El principio fundamental que distingue el bandolerismo social del oportunismo delictivo queda de manifiesto si vemos a quién le rinde cuentas el bandido. En palabras de Hobsbawm, “uno se convierte en bandido porque hace algo que no se considera delito en sus usos y costumbres locales, pero que el Estado o las autoridades locales sí consideran un delito”. Para contestar a la pregunta de qué es un delito y qué no, cabe preguntarse “¿quién es mi gente?”. Las diferentes corrientes de ética anarquista pueden diferir en la respuesta, pero identifican de manera unívoca quién no es su gente: los capitalistas, los gobiernos y el Estado. Durán, por ejemplo, no reconocía la autoridad de los jueces para juzgarlo.

El bandolero es un fenómeno prepolítico, ya que no existiría la necesidad del bandolero si la revolución se hubiera completado ya. En muchos contextos en que el bandolerismo social está arraigado puede resultar difícil vislumbrar otro tipo de sentimiento revolucionario, y puede que el momento político aún tarde en llegar. Por tanto, el bandolero social tiene la responsabilidad de reconocer la validez de las experiencias de los oprimidos y afirmarlas mediante la acción.

Históricamente, dicha acción se manifiesta en la protección del pueblo frente a los opresores y la redistribución del botín saqueado. La responsabilidad del bandolero social del siglo XXI tiene más que ver con lo segundo.

En cualquier caso, no debemos poner el listón tan alto. Hobsbawm escribe: “no se espera que los bandidos-héroes logren un mundo igualitario. Solo pueden enmendar afrentas o demostrar que a veces se pueden revertir situaciones de opresión”. Cualquier ética que podamos crear para el bandolerismo social en esta era neoliberal que habitamos estará plagada de ambigüedades, pero la urgencia del momento nos interpela a desenvolvernos en estas complejidades.

El futuro de nuestra especie —y de otras— pende de un hilo. Por tanto, debemos optar por acciones de alto riesgo y grandes recompensas. Si vamos a caer, que no sea porque los revolucionarios se anduvieron con medias tintas. En sus últimas palabras, mientras escupía sangre, el célebre forajido mexicano Pancho Villa dijo: “no dejen que termine así.
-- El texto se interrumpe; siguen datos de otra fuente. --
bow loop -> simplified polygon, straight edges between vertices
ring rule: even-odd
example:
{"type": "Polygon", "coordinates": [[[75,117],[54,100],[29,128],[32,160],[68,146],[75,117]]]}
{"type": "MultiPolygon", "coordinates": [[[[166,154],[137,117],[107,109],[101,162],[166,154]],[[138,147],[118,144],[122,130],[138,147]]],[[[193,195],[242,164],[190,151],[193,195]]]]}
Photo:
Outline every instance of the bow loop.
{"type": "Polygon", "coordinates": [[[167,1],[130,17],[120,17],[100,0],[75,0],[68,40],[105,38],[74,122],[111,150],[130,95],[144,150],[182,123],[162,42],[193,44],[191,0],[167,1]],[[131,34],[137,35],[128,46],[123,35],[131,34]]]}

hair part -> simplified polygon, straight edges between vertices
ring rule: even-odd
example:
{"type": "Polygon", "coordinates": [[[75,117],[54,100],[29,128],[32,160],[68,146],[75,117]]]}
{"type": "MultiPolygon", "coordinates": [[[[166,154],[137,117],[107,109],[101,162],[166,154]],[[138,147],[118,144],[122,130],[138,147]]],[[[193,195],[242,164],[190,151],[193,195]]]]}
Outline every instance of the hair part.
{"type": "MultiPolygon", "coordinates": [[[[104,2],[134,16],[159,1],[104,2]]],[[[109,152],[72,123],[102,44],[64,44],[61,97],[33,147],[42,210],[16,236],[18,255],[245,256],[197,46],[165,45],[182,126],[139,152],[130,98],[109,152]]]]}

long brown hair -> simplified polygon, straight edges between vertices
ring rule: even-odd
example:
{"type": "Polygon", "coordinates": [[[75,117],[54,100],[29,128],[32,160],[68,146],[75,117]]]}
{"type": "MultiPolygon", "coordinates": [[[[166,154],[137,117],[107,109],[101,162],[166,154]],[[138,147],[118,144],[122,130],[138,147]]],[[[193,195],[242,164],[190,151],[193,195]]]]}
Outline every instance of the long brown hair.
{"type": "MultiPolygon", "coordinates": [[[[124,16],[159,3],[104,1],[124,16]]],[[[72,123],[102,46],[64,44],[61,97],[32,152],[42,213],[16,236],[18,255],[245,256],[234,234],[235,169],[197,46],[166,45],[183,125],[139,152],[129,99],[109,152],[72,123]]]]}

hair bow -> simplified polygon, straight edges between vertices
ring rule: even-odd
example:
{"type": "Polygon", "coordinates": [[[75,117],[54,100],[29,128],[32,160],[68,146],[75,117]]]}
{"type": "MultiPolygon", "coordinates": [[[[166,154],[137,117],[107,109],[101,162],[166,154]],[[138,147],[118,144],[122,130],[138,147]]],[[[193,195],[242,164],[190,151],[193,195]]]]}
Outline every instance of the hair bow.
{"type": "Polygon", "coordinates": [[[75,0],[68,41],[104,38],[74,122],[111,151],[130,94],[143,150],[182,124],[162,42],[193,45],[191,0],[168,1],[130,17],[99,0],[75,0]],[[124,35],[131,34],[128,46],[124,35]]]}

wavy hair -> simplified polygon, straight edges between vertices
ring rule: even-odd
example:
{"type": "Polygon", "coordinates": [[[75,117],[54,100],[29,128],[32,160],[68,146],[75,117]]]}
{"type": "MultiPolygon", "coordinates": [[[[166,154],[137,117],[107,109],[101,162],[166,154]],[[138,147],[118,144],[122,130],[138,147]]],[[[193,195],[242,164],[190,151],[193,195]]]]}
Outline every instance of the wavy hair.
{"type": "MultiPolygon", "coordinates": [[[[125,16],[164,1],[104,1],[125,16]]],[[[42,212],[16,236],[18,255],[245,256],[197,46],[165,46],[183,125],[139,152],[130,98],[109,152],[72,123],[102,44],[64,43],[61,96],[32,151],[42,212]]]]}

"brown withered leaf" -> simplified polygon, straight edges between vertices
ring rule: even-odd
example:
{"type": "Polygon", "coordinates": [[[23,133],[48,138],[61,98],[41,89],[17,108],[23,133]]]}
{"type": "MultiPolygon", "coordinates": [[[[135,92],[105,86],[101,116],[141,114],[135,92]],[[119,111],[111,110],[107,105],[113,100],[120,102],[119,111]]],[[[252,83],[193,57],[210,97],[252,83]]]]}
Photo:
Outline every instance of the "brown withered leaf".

Cuenten que dije algo”.


[1] N. de la T.: el llamado Sanctuary Hotel, o Share-a-Ton (nombre que podría traducirse por “compartir a raudales”), fue un breve experimento que se dio en junio de 2020, cuando el hotel Sheraton de Mineápolis fue desalojado debido al tumulto presente en las calles por las protestas del movimiento Black Lives Matter. El hotel en su totalidad se abrió como refugio para las personas sin hogar, y en la segunda semana de junio —su momento álgido— contaba con 150 voluntarios que desempeñaban todas las funciones necesarias (limpieza, intendencia, cocina, servicio). Las declaraciones de los voluntarios no emplean el término okupación, sino que decían haber requisado el hotel en concepto de reparaciones por desigualdades históricas.